Name: Keara Hayes

# Due 4/26/2022

In [77]:
import pandas as pd
from sklearn.feature_extraction.text import TfidfVectorizer
from sklearn.metrics.pairwise import linear_kernel
import numpy as np

Using a Netflix database CSV, we can use TFIDF or "term frequency–inverse document frequency" to recommend what to watch next based on what you've just finished. TFIDF looks at the frequency with which words appear to give similarity scores. This code expands and improves [this code](https://colab.research.google.com/drive/1NkUvrLdIQ_QoSl4kfP6XQvWC4xsU-2Ic#sandboxMode=true), which is based on a workshop given by Rounak Banik. The example code (found by Sania) is simplistic and does not give sophisticated recommendations. This new and improved code takes ideas and techniques presented there and expands them.

To start, input the name of the movie/show you've just watched.

In [115]:
# input a movie or TV show title

title = 'Star Trek'

Next, the database we've been using needs to be loaded in. That database can be found [here](https://www.kaggle.com/datasets/shivamb/netflix-shows). 

In [116]:
# load in the Netflix library
netflix = pd.read_csv("netflix_titles.csv")

Next, the database needs some cleaning. Unimportant columns, like the date it was added to Netflix, the duration of the movie/film, etc are dropped. NaNs are filled with empty strings to prevent errors.

In [117]:
# take out some of the things we care less about
netflix_simple = netflix.drop(['date_added', 'release_year', 'duration'], axis = 1)

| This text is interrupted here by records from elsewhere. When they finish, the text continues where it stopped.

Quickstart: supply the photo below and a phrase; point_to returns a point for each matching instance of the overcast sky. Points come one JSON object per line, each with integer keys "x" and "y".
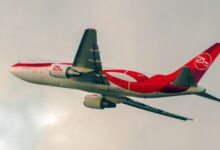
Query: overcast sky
{"x": 144, "y": 35}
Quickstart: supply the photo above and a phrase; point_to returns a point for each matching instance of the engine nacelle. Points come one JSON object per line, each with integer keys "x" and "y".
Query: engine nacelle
{"x": 62, "y": 71}
{"x": 97, "y": 102}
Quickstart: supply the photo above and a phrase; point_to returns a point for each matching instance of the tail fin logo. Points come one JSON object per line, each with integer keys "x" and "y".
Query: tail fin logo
{"x": 203, "y": 61}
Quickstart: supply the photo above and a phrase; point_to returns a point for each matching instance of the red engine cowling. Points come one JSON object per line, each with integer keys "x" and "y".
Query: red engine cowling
{"x": 97, "y": 102}
{"x": 62, "y": 71}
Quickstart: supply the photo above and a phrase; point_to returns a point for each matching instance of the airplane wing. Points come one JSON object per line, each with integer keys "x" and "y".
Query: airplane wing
{"x": 130, "y": 102}
{"x": 88, "y": 57}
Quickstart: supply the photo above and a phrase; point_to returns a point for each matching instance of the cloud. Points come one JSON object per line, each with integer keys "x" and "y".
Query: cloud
{"x": 154, "y": 36}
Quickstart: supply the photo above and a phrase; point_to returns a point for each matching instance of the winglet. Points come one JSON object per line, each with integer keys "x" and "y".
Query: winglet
{"x": 209, "y": 96}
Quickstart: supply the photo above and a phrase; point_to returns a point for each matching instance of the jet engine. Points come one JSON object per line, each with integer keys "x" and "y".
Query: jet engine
{"x": 97, "y": 102}
{"x": 62, "y": 71}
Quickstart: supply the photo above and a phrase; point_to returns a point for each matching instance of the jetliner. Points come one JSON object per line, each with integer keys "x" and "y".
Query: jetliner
{"x": 115, "y": 86}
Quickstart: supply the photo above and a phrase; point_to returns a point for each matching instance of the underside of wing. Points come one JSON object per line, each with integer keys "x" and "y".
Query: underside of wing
{"x": 130, "y": 102}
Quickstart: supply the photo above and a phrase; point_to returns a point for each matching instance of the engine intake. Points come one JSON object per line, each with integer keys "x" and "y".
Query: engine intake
{"x": 62, "y": 71}
{"x": 97, "y": 102}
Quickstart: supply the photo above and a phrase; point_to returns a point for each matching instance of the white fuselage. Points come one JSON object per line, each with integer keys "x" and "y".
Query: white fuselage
{"x": 40, "y": 75}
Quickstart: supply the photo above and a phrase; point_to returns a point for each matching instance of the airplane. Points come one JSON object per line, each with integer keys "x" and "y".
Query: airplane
{"x": 115, "y": 86}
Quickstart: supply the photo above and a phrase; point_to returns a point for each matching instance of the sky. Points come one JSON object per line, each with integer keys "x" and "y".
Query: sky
{"x": 143, "y": 35}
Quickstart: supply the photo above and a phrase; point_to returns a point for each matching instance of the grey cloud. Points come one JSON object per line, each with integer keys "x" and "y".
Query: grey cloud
{"x": 154, "y": 36}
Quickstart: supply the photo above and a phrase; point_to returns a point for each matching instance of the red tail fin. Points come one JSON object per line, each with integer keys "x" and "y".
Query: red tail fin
{"x": 200, "y": 64}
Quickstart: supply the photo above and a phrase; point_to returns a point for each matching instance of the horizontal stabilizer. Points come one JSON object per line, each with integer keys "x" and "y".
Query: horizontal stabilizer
{"x": 185, "y": 78}
{"x": 209, "y": 96}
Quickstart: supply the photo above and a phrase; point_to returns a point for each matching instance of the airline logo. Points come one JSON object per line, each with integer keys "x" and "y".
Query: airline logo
{"x": 57, "y": 68}
{"x": 203, "y": 61}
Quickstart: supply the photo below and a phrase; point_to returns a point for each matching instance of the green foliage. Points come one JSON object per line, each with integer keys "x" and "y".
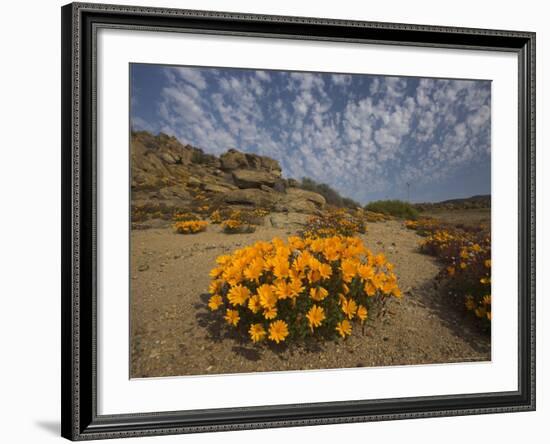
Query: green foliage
{"x": 396, "y": 208}
{"x": 331, "y": 195}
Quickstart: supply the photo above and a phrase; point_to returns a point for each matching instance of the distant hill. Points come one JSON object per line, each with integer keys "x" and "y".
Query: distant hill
{"x": 473, "y": 202}
{"x": 169, "y": 177}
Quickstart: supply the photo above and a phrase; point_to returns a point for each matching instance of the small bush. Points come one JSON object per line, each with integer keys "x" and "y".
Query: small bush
{"x": 282, "y": 291}
{"x": 190, "y": 227}
{"x": 396, "y": 208}
{"x": 466, "y": 257}
{"x": 334, "y": 223}
{"x": 236, "y": 226}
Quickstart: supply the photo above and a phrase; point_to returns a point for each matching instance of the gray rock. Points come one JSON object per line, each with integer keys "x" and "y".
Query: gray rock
{"x": 253, "y": 178}
{"x": 253, "y": 196}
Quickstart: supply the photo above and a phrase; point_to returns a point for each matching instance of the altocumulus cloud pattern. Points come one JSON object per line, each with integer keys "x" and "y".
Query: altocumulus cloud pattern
{"x": 365, "y": 135}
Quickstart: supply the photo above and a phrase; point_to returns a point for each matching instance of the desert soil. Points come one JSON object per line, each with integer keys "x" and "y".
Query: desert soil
{"x": 174, "y": 333}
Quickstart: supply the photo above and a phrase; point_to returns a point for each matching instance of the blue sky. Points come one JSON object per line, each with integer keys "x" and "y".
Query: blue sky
{"x": 365, "y": 135}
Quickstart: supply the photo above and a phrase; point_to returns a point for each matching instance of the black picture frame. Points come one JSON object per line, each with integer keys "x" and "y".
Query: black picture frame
{"x": 80, "y": 420}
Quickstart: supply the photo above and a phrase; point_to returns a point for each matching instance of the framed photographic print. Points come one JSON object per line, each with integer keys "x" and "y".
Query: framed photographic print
{"x": 280, "y": 221}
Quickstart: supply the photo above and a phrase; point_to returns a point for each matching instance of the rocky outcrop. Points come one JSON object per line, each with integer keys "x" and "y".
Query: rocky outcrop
{"x": 301, "y": 201}
{"x": 167, "y": 175}
{"x": 254, "y": 178}
{"x": 250, "y": 197}
{"x": 234, "y": 160}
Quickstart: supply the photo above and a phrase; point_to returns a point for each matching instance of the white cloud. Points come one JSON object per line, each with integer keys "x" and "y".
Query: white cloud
{"x": 361, "y": 139}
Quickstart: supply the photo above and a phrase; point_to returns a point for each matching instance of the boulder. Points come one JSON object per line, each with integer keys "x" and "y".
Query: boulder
{"x": 253, "y": 178}
{"x": 301, "y": 201}
{"x": 250, "y": 197}
{"x": 232, "y": 160}
{"x": 292, "y": 183}
{"x": 218, "y": 188}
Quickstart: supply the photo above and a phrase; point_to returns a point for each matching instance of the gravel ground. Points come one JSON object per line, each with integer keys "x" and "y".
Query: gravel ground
{"x": 174, "y": 333}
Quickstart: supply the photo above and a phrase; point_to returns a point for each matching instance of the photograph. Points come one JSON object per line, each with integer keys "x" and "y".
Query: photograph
{"x": 292, "y": 220}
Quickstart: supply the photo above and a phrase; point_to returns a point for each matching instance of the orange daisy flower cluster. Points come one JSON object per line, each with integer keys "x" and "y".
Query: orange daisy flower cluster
{"x": 282, "y": 290}
{"x": 190, "y": 226}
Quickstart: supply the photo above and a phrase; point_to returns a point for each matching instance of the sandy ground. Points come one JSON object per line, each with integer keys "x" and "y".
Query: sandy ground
{"x": 174, "y": 333}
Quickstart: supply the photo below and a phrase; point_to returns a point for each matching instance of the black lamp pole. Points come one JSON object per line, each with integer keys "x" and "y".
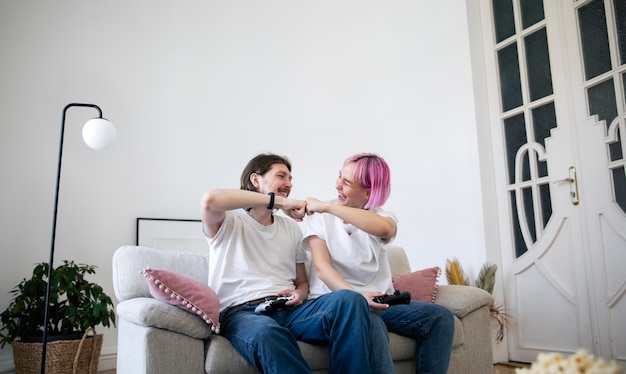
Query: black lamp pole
{"x": 54, "y": 225}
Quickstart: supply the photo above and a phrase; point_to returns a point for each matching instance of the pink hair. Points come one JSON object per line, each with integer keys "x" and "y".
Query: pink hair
{"x": 372, "y": 172}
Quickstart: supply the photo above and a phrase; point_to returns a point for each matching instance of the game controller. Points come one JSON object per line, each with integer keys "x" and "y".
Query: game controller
{"x": 397, "y": 298}
{"x": 271, "y": 306}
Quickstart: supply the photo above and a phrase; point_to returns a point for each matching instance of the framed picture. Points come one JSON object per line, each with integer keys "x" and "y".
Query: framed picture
{"x": 166, "y": 233}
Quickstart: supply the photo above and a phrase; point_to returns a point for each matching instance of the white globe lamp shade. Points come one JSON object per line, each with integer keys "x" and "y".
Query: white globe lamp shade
{"x": 99, "y": 133}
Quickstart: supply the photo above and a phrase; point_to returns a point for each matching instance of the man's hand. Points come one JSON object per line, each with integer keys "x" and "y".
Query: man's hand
{"x": 296, "y": 297}
{"x": 294, "y": 208}
{"x": 374, "y": 306}
{"x": 314, "y": 205}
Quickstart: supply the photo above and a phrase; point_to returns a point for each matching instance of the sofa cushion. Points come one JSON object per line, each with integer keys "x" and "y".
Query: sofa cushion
{"x": 149, "y": 312}
{"x": 186, "y": 293}
{"x": 422, "y": 284}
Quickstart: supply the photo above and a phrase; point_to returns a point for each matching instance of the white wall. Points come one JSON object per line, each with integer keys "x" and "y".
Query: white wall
{"x": 196, "y": 88}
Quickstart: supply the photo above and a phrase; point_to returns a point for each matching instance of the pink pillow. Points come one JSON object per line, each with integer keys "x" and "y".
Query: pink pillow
{"x": 422, "y": 284}
{"x": 186, "y": 293}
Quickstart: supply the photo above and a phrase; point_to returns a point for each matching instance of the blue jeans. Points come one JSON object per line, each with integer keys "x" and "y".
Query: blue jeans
{"x": 340, "y": 319}
{"x": 431, "y": 325}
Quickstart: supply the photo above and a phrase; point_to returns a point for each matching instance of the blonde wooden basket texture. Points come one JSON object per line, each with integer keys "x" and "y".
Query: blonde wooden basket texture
{"x": 79, "y": 356}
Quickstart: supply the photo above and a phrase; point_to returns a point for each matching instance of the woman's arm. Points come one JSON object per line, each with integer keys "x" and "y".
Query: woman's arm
{"x": 370, "y": 222}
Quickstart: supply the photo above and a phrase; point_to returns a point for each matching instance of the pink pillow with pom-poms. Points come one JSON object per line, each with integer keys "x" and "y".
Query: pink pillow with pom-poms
{"x": 422, "y": 284}
{"x": 186, "y": 293}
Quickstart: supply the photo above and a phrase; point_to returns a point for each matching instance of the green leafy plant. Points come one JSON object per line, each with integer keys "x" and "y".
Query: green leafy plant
{"x": 75, "y": 304}
{"x": 486, "y": 280}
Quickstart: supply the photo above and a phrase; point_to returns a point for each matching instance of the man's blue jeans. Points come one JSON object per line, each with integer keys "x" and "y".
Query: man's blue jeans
{"x": 431, "y": 325}
{"x": 340, "y": 319}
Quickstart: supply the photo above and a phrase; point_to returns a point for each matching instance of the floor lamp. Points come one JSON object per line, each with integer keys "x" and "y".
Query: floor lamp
{"x": 98, "y": 133}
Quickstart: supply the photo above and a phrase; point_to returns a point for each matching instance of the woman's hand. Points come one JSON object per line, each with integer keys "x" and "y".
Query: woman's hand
{"x": 374, "y": 306}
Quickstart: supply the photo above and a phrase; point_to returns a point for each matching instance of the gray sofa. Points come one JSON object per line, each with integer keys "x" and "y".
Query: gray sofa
{"x": 155, "y": 337}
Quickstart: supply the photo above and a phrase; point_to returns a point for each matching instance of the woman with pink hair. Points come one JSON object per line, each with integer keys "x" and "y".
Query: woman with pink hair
{"x": 346, "y": 239}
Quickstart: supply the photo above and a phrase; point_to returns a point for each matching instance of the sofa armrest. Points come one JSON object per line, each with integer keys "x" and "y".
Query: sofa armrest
{"x": 462, "y": 300}
{"x": 149, "y": 312}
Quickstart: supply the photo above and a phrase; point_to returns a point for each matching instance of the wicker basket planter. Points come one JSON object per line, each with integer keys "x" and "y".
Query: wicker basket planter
{"x": 77, "y": 356}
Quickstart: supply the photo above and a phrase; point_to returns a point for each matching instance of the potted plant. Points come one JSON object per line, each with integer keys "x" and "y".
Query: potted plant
{"x": 76, "y": 307}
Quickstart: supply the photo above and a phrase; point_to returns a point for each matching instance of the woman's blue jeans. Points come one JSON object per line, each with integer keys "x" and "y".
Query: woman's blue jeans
{"x": 340, "y": 319}
{"x": 431, "y": 325}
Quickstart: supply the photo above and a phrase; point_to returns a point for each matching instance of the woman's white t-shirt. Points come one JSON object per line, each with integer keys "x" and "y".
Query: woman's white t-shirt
{"x": 358, "y": 257}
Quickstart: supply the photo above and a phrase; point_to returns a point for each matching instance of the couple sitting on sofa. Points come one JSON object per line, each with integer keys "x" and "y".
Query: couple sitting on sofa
{"x": 256, "y": 255}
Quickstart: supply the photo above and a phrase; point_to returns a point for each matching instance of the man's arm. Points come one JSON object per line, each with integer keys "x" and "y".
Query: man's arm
{"x": 216, "y": 202}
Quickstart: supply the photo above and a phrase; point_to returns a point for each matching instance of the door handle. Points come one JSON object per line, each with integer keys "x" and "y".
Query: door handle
{"x": 573, "y": 185}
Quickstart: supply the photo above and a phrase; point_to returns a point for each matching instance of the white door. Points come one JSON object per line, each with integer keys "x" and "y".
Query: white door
{"x": 558, "y": 68}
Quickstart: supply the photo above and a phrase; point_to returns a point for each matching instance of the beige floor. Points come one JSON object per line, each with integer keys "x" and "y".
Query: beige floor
{"x": 503, "y": 368}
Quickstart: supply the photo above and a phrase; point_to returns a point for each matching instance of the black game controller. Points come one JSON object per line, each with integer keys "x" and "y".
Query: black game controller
{"x": 270, "y": 306}
{"x": 397, "y": 298}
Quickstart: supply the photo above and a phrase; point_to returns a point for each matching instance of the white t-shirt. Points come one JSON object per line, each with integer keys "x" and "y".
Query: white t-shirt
{"x": 358, "y": 257}
{"x": 249, "y": 261}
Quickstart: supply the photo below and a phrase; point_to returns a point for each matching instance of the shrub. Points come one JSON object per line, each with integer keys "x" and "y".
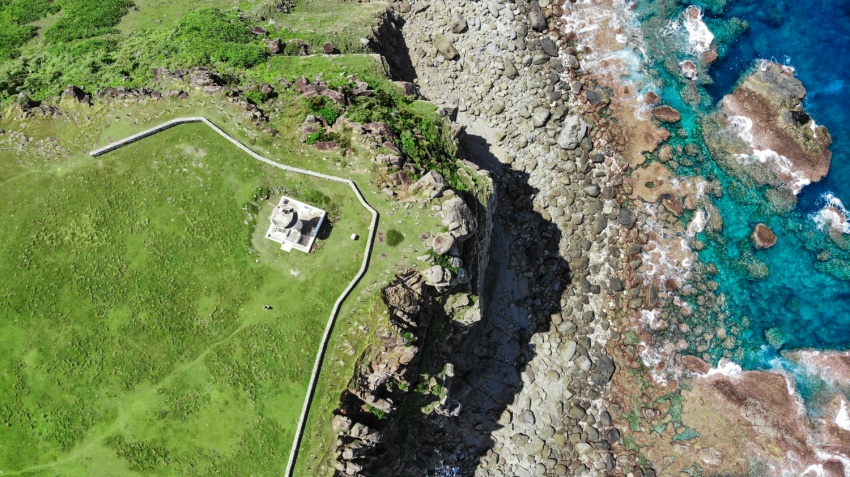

# fill in any NaNs with empty strings so the vectorizing doesn't break
netflix_simple.fillna("", inplace=True)

Here we begin pulling our sorting categories. The simplest ones to use with sklearn's TFIDF are the title and description, which are merged together into a single category.

In [125]:
# things that don't need extra manipulation
titledesc = netflix_simple['description'] + netflix_simple['title']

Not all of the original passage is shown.